Ether is a decent collection of short stories and one novella. It sits right in the middle of good and bad where many recent graduates of various MFA writing programs rest. I can’t fault any of the stories or Citkowita’s talent. However, the collection did not make an impression on me other than it being a “well-made” book, a “well-written” book, a book of stories that had gone through the MFA writing program mill. Ether is decent, not memorable.
A book of short stories, some of which are outstanding, all of which display the writer's talent and promise. Of particular interest: "The Clearance," which starts as a superbly observed portrait of a man who clears out houses of diseased people. I was a little disappointed, however, when at the end it turned out to be a "mere" ghost story.
This entire review has been hidden because of spoilers.
A handfull of short stories, and one novella. I agree with the dust jacket; all of the characters are connected by the quest for identity. But then again, so we all are. A good read, a quick read, some stories very original, the characters all very well fleshed out, a lot of meat on their bones. Enjoyed Sunday's Child the most.
A disappointingly immature collection of stories in terms of both style and subject matter. The higher the page count, the more trying the piece, and the final novella reads as if it has yet to pass through the hands of a professional editor.
I bought this because Joyce Carol Oates blurbed it.

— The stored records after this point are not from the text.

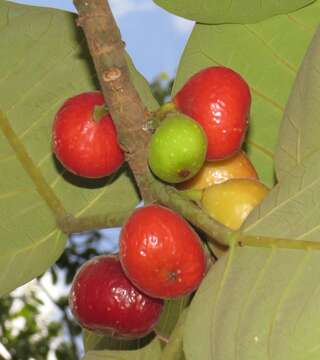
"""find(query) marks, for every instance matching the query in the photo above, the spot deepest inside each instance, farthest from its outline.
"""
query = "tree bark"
(126, 108)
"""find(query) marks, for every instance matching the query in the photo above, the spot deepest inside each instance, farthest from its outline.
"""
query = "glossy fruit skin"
(219, 99)
(161, 253)
(84, 146)
(177, 149)
(215, 172)
(231, 201)
(103, 300)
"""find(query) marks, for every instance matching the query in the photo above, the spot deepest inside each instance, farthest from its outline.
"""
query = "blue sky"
(155, 39)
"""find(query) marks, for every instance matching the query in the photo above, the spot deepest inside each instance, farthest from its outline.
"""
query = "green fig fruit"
(177, 149)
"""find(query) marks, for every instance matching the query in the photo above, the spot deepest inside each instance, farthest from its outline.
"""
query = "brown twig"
(126, 108)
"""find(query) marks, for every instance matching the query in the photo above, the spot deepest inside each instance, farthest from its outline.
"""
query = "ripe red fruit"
(219, 99)
(103, 300)
(85, 138)
(161, 253)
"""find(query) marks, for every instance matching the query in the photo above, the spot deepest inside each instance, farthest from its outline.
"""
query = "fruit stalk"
(127, 110)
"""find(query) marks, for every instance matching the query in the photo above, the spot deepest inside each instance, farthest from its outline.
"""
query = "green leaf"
(44, 61)
(291, 209)
(174, 348)
(170, 315)
(259, 304)
(268, 55)
(226, 11)
(94, 341)
(127, 350)
(300, 129)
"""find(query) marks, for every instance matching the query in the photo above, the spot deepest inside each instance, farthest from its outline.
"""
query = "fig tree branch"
(126, 108)
(130, 114)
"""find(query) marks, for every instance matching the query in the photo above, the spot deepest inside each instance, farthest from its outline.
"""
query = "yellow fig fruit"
(216, 172)
(231, 201)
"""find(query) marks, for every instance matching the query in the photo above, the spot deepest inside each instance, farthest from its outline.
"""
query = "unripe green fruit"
(177, 149)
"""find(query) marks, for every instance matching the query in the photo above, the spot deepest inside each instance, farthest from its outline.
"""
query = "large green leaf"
(43, 62)
(257, 304)
(99, 347)
(174, 347)
(300, 129)
(170, 315)
(226, 11)
(268, 55)
(291, 210)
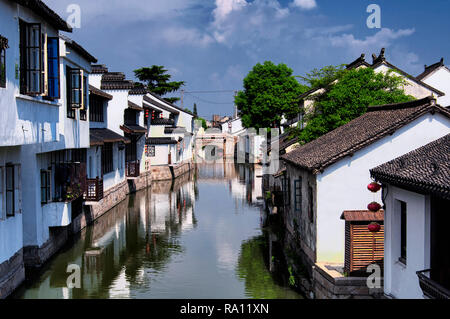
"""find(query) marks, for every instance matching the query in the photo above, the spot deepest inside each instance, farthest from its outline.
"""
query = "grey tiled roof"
(160, 141)
(370, 127)
(424, 170)
(45, 12)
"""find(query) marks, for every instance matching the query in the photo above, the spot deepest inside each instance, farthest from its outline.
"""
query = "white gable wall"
(343, 185)
(400, 280)
(440, 79)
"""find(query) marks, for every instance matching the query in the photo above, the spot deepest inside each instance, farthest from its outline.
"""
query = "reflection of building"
(417, 198)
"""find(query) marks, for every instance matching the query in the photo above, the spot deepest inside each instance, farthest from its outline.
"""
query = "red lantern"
(374, 227)
(374, 207)
(374, 187)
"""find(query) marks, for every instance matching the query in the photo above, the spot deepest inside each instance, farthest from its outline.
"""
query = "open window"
(75, 90)
(3, 47)
(39, 62)
(45, 186)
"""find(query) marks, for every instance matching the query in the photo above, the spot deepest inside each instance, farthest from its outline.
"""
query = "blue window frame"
(298, 195)
(53, 67)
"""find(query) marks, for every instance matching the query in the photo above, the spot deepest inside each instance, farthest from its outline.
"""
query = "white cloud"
(180, 35)
(383, 38)
(225, 7)
(305, 4)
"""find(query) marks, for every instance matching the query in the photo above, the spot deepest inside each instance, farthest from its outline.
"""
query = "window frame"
(298, 195)
(107, 158)
(3, 46)
(26, 50)
(403, 232)
(50, 77)
(12, 191)
(311, 203)
(84, 107)
(96, 111)
(46, 187)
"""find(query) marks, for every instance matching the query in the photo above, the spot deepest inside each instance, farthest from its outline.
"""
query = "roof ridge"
(429, 100)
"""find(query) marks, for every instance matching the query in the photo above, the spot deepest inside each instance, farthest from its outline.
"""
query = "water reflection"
(196, 237)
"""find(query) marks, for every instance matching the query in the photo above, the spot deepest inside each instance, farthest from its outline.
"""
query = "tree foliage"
(156, 80)
(322, 78)
(195, 109)
(349, 98)
(270, 91)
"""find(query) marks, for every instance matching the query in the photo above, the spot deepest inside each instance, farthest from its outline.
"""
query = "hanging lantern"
(374, 227)
(374, 207)
(374, 187)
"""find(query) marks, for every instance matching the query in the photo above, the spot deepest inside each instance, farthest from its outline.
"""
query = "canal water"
(200, 236)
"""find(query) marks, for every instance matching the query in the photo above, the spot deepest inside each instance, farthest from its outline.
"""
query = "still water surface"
(197, 237)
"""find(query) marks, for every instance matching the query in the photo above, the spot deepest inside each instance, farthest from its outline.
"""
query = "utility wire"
(211, 102)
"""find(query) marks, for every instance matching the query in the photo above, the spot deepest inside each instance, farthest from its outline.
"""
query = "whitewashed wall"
(440, 80)
(343, 185)
(400, 280)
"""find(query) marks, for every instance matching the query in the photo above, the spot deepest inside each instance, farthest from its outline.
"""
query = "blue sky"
(213, 44)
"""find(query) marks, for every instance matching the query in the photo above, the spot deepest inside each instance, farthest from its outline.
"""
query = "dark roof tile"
(370, 127)
(425, 170)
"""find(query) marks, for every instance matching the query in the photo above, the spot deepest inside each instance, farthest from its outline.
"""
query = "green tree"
(195, 109)
(270, 92)
(156, 80)
(321, 78)
(349, 98)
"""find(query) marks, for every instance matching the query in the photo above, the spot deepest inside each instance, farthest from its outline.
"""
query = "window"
(9, 190)
(31, 53)
(95, 109)
(286, 185)
(131, 150)
(53, 68)
(298, 195)
(75, 92)
(130, 116)
(150, 150)
(311, 204)
(45, 186)
(403, 232)
(3, 47)
(83, 110)
(107, 158)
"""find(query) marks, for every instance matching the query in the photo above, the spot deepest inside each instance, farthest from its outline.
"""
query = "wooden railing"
(94, 190)
(132, 169)
(430, 288)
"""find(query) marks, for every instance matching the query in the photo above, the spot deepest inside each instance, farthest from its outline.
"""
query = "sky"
(213, 44)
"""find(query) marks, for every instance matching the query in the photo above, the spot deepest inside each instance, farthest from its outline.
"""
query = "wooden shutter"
(2, 193)
(44, 66)
(53, 68)
(366, 247)
(17, 190)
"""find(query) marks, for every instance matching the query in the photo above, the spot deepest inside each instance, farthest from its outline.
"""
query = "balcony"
(94, 191)
(431, 288)
(70, 181)
(132, 169)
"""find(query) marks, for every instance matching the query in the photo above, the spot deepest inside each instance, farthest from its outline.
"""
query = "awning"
(280, 173)
(160, 141)
(133, 129)
(362, 215)
(93, 90)
(134, 106)
(151, 102)
(100, 136)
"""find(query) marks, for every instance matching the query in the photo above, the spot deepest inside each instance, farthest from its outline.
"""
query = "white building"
(123, 117)
(170, 139)
(43, 132)
(416, 190)
(106, 156)
(438, 75)
(330, 174)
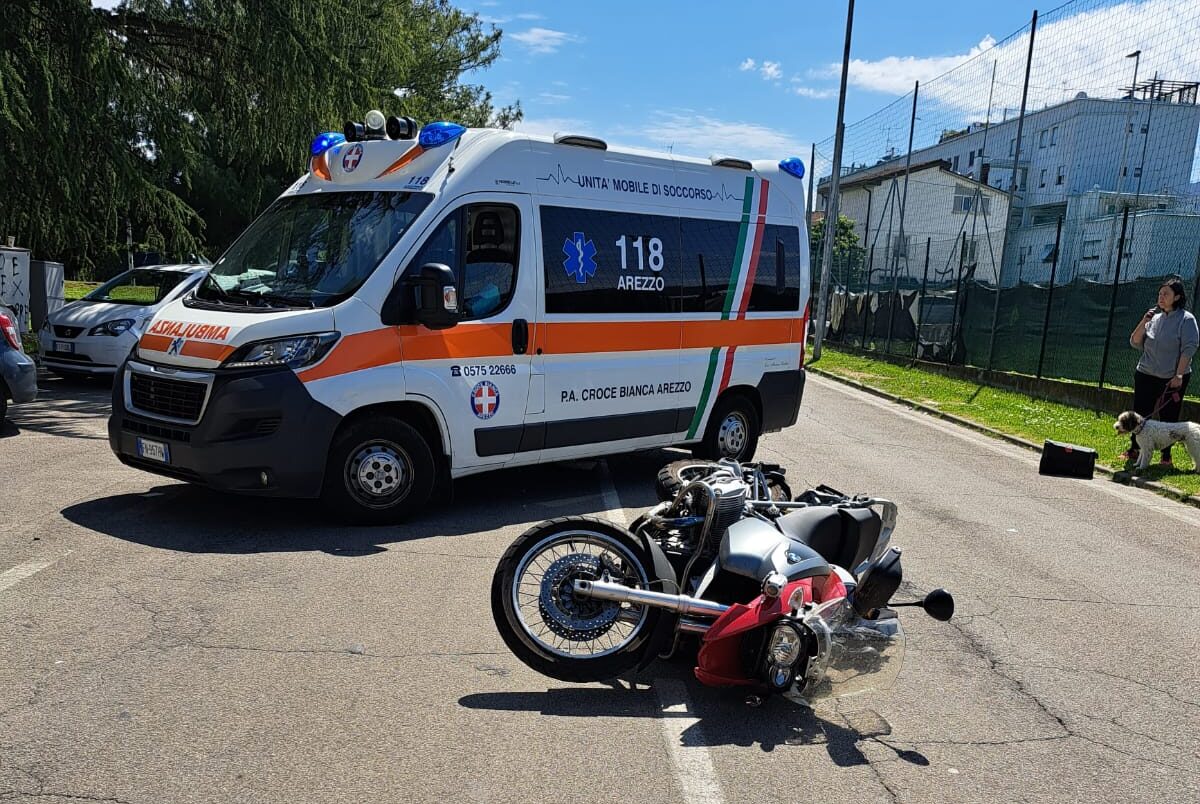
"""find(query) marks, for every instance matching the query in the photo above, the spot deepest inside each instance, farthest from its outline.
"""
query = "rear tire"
(733, 430)
(379, 472)
(552, 631)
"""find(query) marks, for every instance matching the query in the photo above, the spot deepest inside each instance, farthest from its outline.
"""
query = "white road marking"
(22, 571)
(1144, 498)
(685, 742)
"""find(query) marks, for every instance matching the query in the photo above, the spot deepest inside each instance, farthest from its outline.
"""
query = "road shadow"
(66, 406)
(197, 520)
(723, 718)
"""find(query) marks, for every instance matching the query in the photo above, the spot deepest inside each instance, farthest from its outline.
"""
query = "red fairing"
(720, 661)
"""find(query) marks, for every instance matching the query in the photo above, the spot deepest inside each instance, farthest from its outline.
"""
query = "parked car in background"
(94, 335)
(18, 373)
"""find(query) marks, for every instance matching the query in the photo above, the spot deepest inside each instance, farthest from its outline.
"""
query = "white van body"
(606, 301)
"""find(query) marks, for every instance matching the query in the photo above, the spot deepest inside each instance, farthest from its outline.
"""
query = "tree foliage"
(186, 117)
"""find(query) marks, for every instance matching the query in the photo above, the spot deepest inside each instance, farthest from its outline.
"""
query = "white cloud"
(771, 71)
(697, 135)
(544, 40)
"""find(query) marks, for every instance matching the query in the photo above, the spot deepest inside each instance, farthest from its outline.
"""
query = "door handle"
(520, 336)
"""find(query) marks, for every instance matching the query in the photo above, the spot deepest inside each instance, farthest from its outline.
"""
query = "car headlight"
(113, 328)
(294, 352)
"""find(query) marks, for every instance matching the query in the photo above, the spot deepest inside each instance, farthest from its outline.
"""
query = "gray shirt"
(1168, 337)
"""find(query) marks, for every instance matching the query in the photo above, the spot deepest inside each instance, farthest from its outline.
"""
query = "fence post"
(867, 295)
(1012, 187)
(1113, 299)
(958, 298)
(921, 301)
(1054, 269)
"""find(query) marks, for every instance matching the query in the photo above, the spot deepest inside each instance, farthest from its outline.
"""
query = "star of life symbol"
(352, 159)
(485, 400)
(580, 261)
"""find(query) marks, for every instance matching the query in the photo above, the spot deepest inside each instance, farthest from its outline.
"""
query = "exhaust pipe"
(679, 604)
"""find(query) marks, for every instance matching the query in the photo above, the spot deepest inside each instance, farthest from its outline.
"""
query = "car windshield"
(141, 286)
(312, 251)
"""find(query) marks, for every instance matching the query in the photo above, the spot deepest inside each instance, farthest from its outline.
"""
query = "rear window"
(142, 286)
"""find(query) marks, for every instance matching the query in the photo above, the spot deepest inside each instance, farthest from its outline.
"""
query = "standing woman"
(1167, 337)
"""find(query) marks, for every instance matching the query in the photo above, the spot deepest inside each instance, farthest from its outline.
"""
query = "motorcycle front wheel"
(552, 630)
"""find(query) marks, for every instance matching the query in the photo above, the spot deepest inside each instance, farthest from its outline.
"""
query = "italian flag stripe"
(739, 256)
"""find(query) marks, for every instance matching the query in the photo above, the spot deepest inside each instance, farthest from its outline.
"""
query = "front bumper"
(91, 354)
(255, 424)
(19, 373)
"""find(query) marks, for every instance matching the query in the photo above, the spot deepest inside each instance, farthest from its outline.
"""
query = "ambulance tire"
(381, 471)
(733, 430)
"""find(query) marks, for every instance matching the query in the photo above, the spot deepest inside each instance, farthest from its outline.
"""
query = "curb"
(1115, 475)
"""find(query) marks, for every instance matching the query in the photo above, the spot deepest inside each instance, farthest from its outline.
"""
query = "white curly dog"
(1153, 436)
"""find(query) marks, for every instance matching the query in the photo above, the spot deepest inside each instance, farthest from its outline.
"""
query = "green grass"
(1007, 412)
(76, 291)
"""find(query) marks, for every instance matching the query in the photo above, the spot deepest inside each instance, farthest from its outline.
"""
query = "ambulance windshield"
(311, 251)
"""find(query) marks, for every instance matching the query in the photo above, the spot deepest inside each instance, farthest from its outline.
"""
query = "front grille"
(157, 431)
(177, 399)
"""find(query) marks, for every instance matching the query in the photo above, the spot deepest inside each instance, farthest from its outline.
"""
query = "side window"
(480, 244)
(777, 281)
(599, 262)
(708, 252)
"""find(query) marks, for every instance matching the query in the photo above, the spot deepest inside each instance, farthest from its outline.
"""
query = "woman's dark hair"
(1176, 287)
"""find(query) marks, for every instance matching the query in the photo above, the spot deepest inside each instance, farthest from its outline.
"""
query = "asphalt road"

So far, I've only read the first story (a couple of months before I told Goodreads I started the book...), but it is very promising. I'll probably read it slowly, before buying tomorrow and after finishing the new JCO.
Riveting collection of short stories about life and its complexities, love, family, being human. Quick, enjoyable and thoughtful (thought-provoking moreso). If you haven't done short stories in a while, this will get you hooked!
I liked it and she has an interesting writing style and seems very smart. At the same time, I wasn't riveted by most of the stories so it gets 3 stars from me...
I'm a big fan of short story collections, but I felt the stories and themes in this book weren't interconnected enough to hold my interest. Many of the characters I simply didn't care about.